History[edit | edit source]
MM.8146, the MC.200 on display in the Air Force Museum in Dayton, Ohio, was transferred from the Regia Aeronautica's 372a Squadriglia in Italy to the 165a Squadriglia in North Africa during November 1942, just in time to be abandoned at the Banghazi airfield following the battle of El Alamein. It appears that, in the press of circumstances, it remained in its 372a Squadriglia markings. Captured by British forces, it was subsequently shipped to the United States, where it was exhibited around the country to sell war bonds.
Not much is known of this C.200 until the late 1940ies, when it was donated to the city of Worcester, MA to be exhibited in a fair. It already was missing some parts then (like the engine cowl and the airscrew), but still retained its original camouflage. Subsequently it was bought by a certain Mr. Garganico, who exposed it in his Princeton Auto Museum, Oxford MA. Unfortunately the plane was not very closely custoded and both visitors and weather furtherly damaged it.

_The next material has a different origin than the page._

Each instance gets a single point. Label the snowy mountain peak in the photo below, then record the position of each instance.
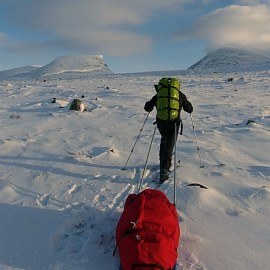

At the death of Mr. Garganico in 1964 there was an auction and the Macchi -or what was left of it- was bought by the Bradley Air Museum, Windsor Locks, CT, who started a restoration of the hulk. In 1983 the aircraft was obtained by the New England Air Museum, Bradley, CT, who sold it in 1989 to a private owner, Jeet Mahal from Vancouver, BC in Canada. He sent the aircaft on 4 December 1989 to Venego, Italy, to be restored by a team from Aermacchi (the original builder), who rolled out the aircraft two years later on 12 December 1991, before its acquisition by the US Air Force Museum in October 1992. It is since displayed in the markings of the 372a Squadriglia of the Regia Aeronautica that it carried at the time of its capture.